The connection that seems to have been noticed most often is that which relates materia to mater, and this fits in well with the idea of substance as the passive principle and as symbolically feminine; it can be said that Prakriti plays the ‘maternal’ part in relation to manifestation and Purusha the ‘paternal’; and the same is true at all the levels at which a correlation of essence and substance can be envisaged analogically.[7] On the other hand, it is also possible to relate this same word materia to the Latin verb metiri ‘to measure’ (and it will appear later that there is in Sanskrit a form still closer to it): ‘measure’ however implies determination, and determination cannot be applied to the absolute indetermination of universal substance or the materia prima, but must rather be related to some other more restricted notion, a point we propose to now examine more closely.
Ananda K. Coomaraswamy has said on this subject:
For everything that can be conceived or perceived (in the manifested world) Sanskrit has only the expression nāma-rūpa, the two terms of which correspond to the ‘intelligible’ and the ‘sensible’, considered as two complementary aspects referred respectively to the essence and to the substance of things.[8] It is true that the word mātra, which literally means ‘measure’, is the etymological equivalent of materia; but that which is thus ‘measured’ is not the physicists’ ‘matter’, it is the possibilities of manifestation inherent in the spirit (Ātmā).[9]
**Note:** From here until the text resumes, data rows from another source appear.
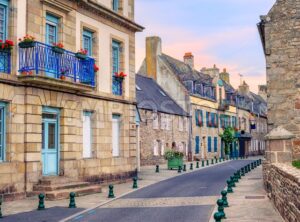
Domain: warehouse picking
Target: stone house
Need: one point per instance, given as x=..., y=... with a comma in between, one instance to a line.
x=279, y=31
x=206, y=95
x=61, y=122
x=164, y=125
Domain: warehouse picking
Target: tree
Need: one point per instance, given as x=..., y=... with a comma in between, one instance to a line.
x=228, y=137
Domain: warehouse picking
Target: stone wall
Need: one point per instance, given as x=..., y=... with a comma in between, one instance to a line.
x=164, y=137
x=282, y=41
x=282, y=183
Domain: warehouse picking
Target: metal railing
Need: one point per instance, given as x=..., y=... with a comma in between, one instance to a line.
x=43, y=60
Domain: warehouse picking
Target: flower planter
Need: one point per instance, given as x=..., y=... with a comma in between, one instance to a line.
x=80, y=56
x=175, y=163
x=26, y=44
x=58, y=50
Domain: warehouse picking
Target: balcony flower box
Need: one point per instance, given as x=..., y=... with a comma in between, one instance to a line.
x=58, y=48
x=26, y=44
x=174, y=158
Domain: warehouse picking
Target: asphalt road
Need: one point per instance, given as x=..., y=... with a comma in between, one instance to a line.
x=208, y=182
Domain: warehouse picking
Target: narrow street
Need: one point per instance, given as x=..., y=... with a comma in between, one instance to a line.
x=190, y=197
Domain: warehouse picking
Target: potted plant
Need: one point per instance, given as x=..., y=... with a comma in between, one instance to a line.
x=58, y=48
x=27, y=41
x=26, y=72
x=228, y=137
x=63, y=73
x=81, y=54
x=174, y=158
x=6, y=46
x=120, y=76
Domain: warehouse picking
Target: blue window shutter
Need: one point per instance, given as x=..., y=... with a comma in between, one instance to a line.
x=215, y=144
x=209, y=144
x=87, y=41
x=197, y=145
x=197, y=117
x=2, y=131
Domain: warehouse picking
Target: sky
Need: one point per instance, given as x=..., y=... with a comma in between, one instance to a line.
x=221, y=32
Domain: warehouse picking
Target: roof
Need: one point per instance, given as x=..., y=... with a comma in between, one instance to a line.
x=151, y=96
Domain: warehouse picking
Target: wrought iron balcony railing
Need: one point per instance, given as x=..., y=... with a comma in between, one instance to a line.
x=5, y=61
x=41, y=59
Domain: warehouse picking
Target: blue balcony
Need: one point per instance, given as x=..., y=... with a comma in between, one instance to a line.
x=41, y=62
x=5, y=61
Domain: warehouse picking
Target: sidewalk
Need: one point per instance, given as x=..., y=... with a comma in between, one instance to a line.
x=249, y=202
x=147, y=176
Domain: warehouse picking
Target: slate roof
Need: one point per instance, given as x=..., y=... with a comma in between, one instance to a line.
x=151, y=96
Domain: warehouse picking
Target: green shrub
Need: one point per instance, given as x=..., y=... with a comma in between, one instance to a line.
x=296, y=164
x=171, y=154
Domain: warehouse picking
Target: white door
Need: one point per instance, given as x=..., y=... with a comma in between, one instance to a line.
x=87, y=135
x=116, y=135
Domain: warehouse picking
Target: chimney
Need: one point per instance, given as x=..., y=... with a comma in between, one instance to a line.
x=244, y=88
x=262, y=91
x=189, y=59
x=153, y=50
x=225, y=76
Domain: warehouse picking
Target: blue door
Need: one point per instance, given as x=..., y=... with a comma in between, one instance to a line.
x=51, y=58
x=50, y=154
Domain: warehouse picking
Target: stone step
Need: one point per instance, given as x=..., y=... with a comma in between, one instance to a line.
x=54, y=180
x=64, y=193
x=53, y=187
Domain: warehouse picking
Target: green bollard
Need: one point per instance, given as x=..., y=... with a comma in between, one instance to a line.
x=224, y=198
x=134, y=186
x=229, y=187
x=217, y=217
x=41, y=202
x=232, y=181
x=111, y=191
x=221, y=208
x=157, y=169
x=179, y=169
x=1, y=208
x=72, y=203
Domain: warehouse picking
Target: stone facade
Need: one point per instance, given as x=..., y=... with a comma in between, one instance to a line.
x=25, y=101
x=157, y=137
x=279, y=33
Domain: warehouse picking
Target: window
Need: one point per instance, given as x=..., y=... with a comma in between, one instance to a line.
x=115, y=5
x=51, y=29
x=87, y=134
x=116, y=135
x=155, y=120
x=117, y=84
x=215, y=144
x=3, y=19
x=2, y=131
x=197, y=145
x=209, y=144
x=87, y=42
x=180, y=123
x=155, y=148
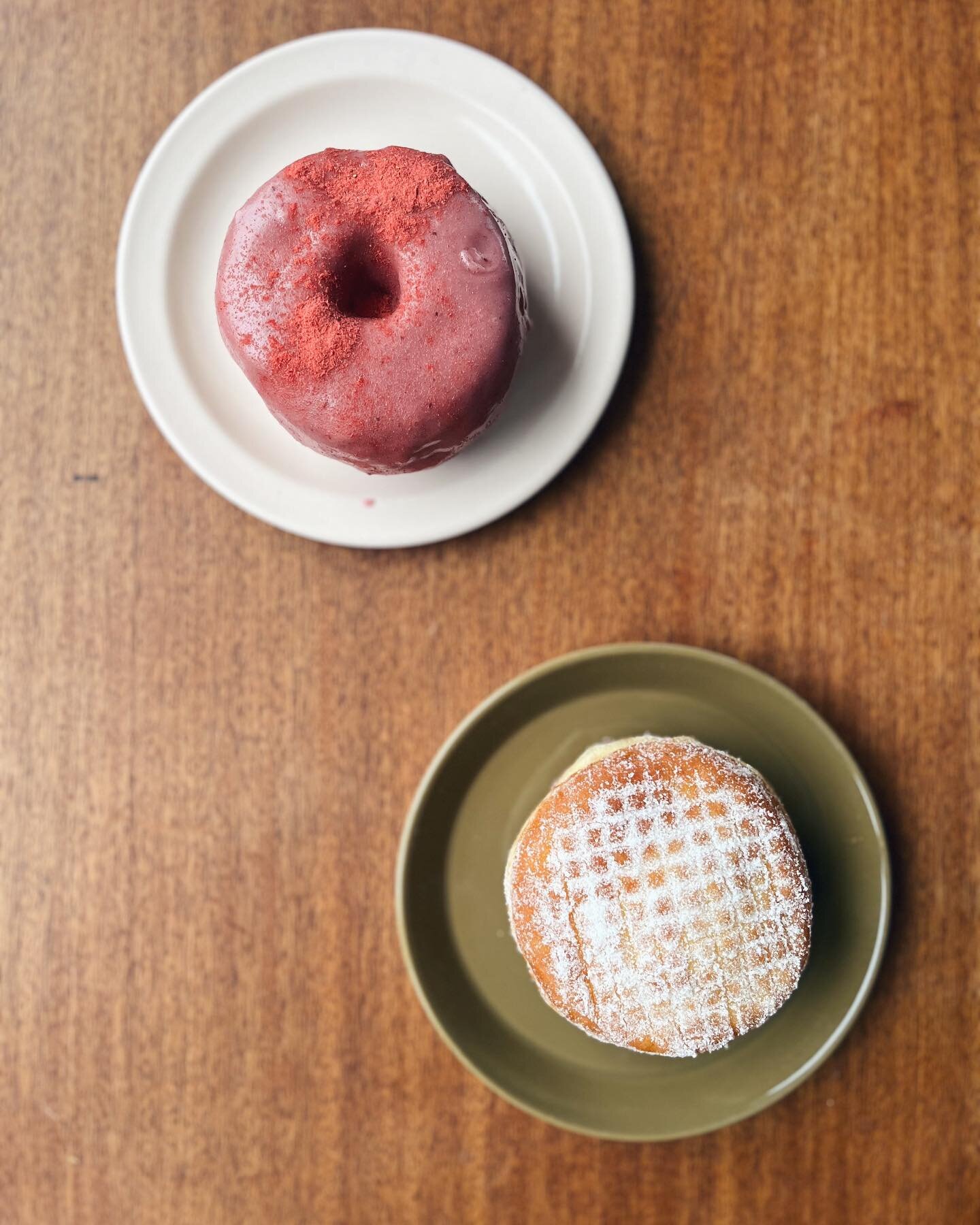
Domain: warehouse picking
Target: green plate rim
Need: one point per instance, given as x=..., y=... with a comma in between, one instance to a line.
x=653, y=649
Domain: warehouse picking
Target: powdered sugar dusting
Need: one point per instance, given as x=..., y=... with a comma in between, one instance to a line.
x=661, y=898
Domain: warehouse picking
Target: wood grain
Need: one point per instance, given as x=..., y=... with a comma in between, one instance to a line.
x=211, y=730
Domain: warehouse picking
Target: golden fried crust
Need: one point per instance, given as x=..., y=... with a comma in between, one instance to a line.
x=661, y=898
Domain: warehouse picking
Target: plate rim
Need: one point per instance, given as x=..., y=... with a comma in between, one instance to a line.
x=652, y=649
x=619, y=240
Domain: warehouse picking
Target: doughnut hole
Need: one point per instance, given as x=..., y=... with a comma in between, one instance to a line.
x=365, y=281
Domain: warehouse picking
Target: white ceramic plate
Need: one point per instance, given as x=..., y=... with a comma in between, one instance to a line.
x=364, y=88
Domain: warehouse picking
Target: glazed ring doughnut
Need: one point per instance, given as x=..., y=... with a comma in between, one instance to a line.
x=661, y=898
x=376, y=304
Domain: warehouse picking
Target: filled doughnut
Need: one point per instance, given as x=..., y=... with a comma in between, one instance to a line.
x=659, y=897
x=376, y=304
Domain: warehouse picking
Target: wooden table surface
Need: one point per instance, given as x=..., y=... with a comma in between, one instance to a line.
x=211, y=729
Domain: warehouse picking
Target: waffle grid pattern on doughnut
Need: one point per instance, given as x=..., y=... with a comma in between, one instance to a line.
x=661, y=898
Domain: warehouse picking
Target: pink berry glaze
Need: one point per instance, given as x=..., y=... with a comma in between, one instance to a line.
x=376, y=304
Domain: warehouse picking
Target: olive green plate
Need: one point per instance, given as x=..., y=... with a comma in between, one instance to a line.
x=484, y=783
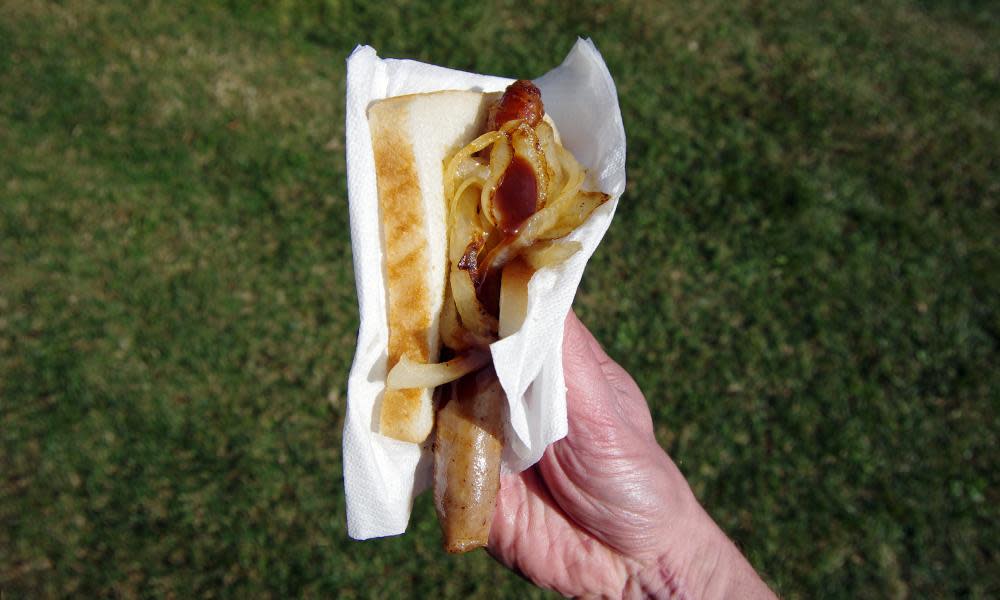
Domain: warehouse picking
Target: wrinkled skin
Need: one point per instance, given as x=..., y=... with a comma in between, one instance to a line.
x=606, y=512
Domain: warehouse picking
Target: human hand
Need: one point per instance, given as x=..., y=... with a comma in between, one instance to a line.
x=605, y=512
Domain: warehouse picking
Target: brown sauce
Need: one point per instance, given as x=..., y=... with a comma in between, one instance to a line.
x=517, y=196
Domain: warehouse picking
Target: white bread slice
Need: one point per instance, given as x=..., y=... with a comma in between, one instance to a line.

The idea of ‘measure’, brought in this way into direct relation with manifestation itself, is very important, and is moreover far from being peculiar to the Hindu tradition, which Coomaraswamy had particularly in view here. It can indeed truthfully be said that the idea is found in all the traditional doctrines in one form or another, and, while it is naturally impossible to attempt to enumerate all the relevant concordances that could be pointed out, enough can perhaps be said to justify this statement, and at the same time to clarify, as far as it is possible to do so, the symbolism of ‘measure’, which plays so important a part in certain initiatic forms.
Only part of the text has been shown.